Source: The New York Times

http://www.nytimes.com/2009/08/22/us/22religion.html?_r=2&emc=tnt&tntemail0=y

Mandeep Singh was having dinner with a friend in Queens several years ago when the subject turned to their common religion, Sikhism. Mr. Singh had grown up in India unquestioningly embracing the faith of his parents. As a college student in Delhi, he attended a gurdwara, or temple, with a congregation well into the hundreds and a paid staff of a dozen, leaving him feeling devout yet somehow peripheral.

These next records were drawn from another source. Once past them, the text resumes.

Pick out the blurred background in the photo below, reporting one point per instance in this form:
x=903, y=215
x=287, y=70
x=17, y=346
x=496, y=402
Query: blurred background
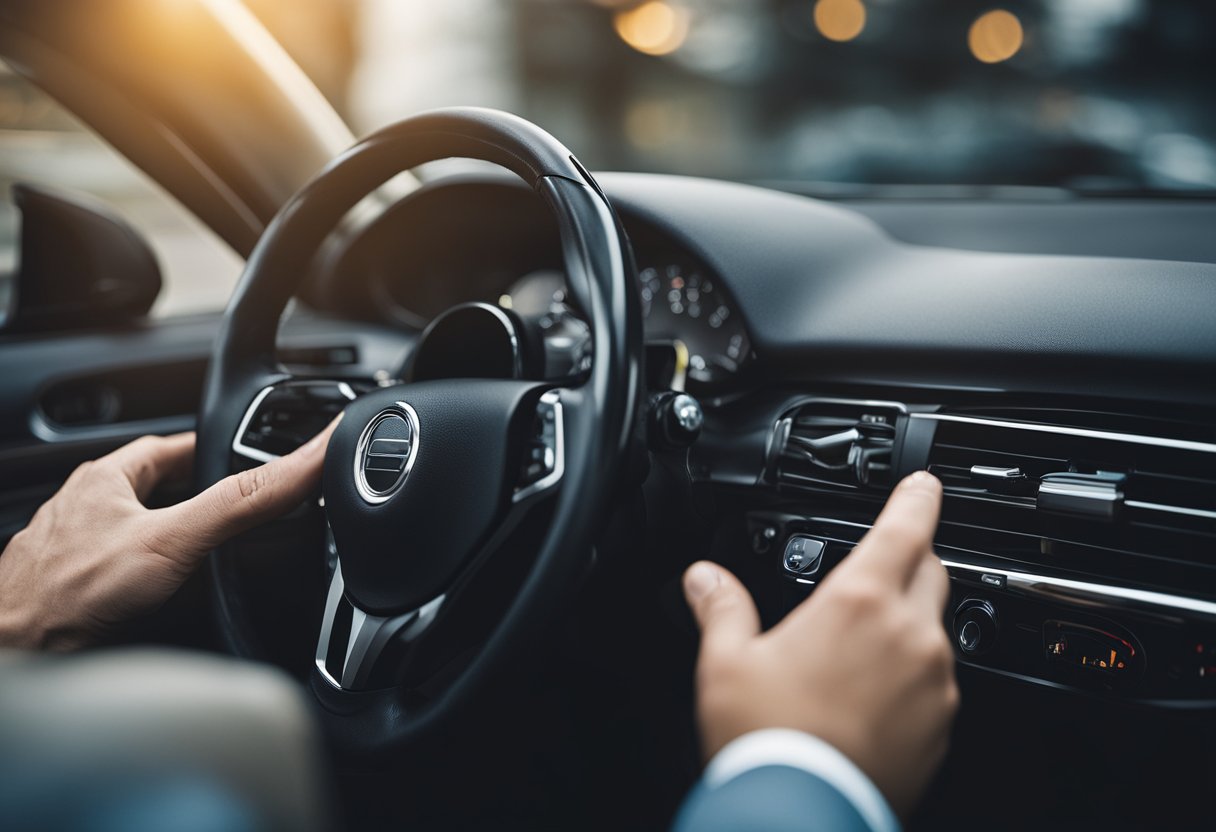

By this time, working as a technology consultant in New York, Mr. Singh had a different sensation, not exactly unsettled but acutely curious. So when his friend mentioned that a local Sikh association had a page on Facebook, not exactly the place Mr. Singh was expecting to find religious direction, he eagerly clicked to it.

The information there, posted by the Manhattan Sikh Association, included one particular phrase that piqued Mr. Singh’s interest: “youth gurdwara.” It led him, on a Thursday night in late 2007, to the rented multipurpose room of a luxury condominium building in Battery Park City.